I think it’s everyone’s dream to find someone they love. Not only is it special, it’s super powerful when you know your emotional grounding is cemented. We all need grounding; you can’t do everything on your own. I know people who are chasing their careers or business who say, ‘I don’t have time for a partner’, but they don’t realise the risk associated with that outlook. I’ve noticed a huge change in my emotional state now, when I come home to someone I know and trust and love so much. I can do more, I’m more efficient, I’ve got more of a platform to jump off. When I was running the company and single, it was good in some ways, but it meant that work was all-consuming and I was constantly scatted. Having Alicia, who completely understands me and who I completely understand, and who I’m with on this journey of life, makes the whole journey so much better, so much more fulfilling and less stressful. It ultimately doesn’t matter what happens workwise because we will always have each other.

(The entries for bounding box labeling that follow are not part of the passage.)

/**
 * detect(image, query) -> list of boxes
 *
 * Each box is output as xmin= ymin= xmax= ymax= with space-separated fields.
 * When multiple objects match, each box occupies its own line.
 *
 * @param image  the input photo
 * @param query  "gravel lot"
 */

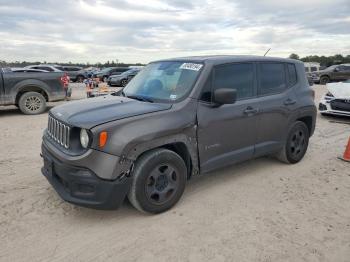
xmin=0 ymin=85 xmax=350 ymax=262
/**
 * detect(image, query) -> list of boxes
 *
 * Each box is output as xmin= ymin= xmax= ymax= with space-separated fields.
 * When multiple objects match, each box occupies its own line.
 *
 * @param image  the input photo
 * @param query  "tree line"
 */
xmin=0 ymin=60 xmax=144 ymax=68
xmin=289 ymin=53 xmax=350 ymax=67
xmin=0 ymin=53 xmax=350 ymax=68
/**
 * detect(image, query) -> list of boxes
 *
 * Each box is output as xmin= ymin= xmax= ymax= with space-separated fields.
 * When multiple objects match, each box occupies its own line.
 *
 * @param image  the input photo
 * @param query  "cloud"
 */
xmin=0 ymin=0 xmax=350 ymax=63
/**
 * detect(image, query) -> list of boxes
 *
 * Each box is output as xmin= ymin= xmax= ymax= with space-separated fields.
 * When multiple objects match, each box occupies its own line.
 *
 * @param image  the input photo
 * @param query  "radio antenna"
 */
xmin=264 ymin=48 xmax=271 ymax=56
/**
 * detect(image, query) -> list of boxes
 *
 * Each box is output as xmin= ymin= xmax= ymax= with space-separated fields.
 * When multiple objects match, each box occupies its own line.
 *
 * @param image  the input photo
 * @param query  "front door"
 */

It’s been said that out of the CEOs of Fortune 500 companies, 80 per cent are still in their first marriage. That says something about the power of a partner in crime — of having their support — especially if you’re taking big risks in your professional life. I love having Alicia’s love, support and grounding to come home to.

Here’s to your success

To get to where I am today, I’ve had to maximise every moment. I’ve faked it until I’ve made it, connected with my purpose and designed my future, believed in myself, and had to trust that the dots would connect. I’ve been coachable, been very conscious about building great habits, promoted OTG constantly and backed my talk with action and results. I’ve faced the tall poppy syndrome and learned how to be unaffected by the naysayers. I’ve been rejected, I’ve moved through fear and self-doubt. I’ve experienced the imposter syndrome often, but haven’t let it steer me off my course. I’ve tried to give 120 per cent each day, lived below my means and sacrificed a lot. I’ve actively learned new things. I’ve networked like mad and negotiated heaps, and used social media to my advantage. I’ve been transparent, sought out great mentors, lived the 4 Ps (Purpose, People, Planet, Profit) passionately, applied street smarts to business, and dug deep constantly.

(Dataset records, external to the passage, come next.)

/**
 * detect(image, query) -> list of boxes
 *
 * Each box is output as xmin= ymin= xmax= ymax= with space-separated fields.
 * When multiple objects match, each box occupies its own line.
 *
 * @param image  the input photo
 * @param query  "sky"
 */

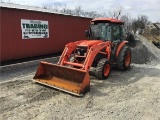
xmin=1 ymin=0 xmax=160 ymax=22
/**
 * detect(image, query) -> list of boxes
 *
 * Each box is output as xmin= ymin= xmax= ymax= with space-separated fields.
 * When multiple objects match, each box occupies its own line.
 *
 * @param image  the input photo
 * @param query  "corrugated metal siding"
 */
xmin=0 ymin=8 xmax=91 ymax=61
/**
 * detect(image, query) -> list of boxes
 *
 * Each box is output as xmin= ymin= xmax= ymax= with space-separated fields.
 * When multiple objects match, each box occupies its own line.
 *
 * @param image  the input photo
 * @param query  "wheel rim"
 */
xmin=104 ymin=64 xmax=110 ymax=76
xmin=125 ymin=52 xmax=131 ymax=67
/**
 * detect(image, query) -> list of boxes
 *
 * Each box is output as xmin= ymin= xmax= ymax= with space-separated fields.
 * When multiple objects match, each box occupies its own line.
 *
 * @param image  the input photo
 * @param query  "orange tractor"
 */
xmin=33 ymin=18 xmax=131 ymax=96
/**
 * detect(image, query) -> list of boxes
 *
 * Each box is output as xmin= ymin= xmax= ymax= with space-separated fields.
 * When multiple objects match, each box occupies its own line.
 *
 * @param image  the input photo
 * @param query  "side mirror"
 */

Nothing on this journey has been easy, but this journey has also meant that I’ve got to have people like Paul (former CEO of David Jones) and Hap (founder of The North Face) as mentors. Not long ago I upgraded my Toyota to an Aston Martin (it’s such a fun car — I love it). Even more exciting is that I’ve been able to watch staff members shine in the culture we’ve created. I’ve been able to give people a better product in one-tenth of the time, with better service. And most exciting of all, I live my dream every day. I’m building my vision. I’m the master of my own destiny — and it’s freaky how cool that feels. And, surprisingly, it’s all happened very quickly, when you consider the amount of time we’re alive.

Though we’ve come somewhat far, we’re still only at the beginning. I really feel like we’re just getting started. Where OTG is today is exciting, but I’m more pumped for the future because there’s still so much more of this path to run down. My ‘success’ has taken time. Everything that’s a success takes time. It’s five or 10 years of blood, sweat, tears and pain for most people to ‘make it’. If someone is a multimillionaire or billionaire, chances are it’s taken them 10 to 50 years of working insane hours and applying the strategies I’ve shared in this book, and more, to get there. The risk with us Millennials is that we see time through a warped, unrealistic lens. We want things quickly. But careers, businesses, relationships … they all take time. Building and creating takes time. You won’t make it in a year. But if you keep hustling and persisting, keep living deliberately and making smart decisions, you’ll make it. I started OTG in 2012, and there’s a long roller-coaster ahead. I’m excited for it. I hope you’re excited for your upcoming roller-coaster ride, too.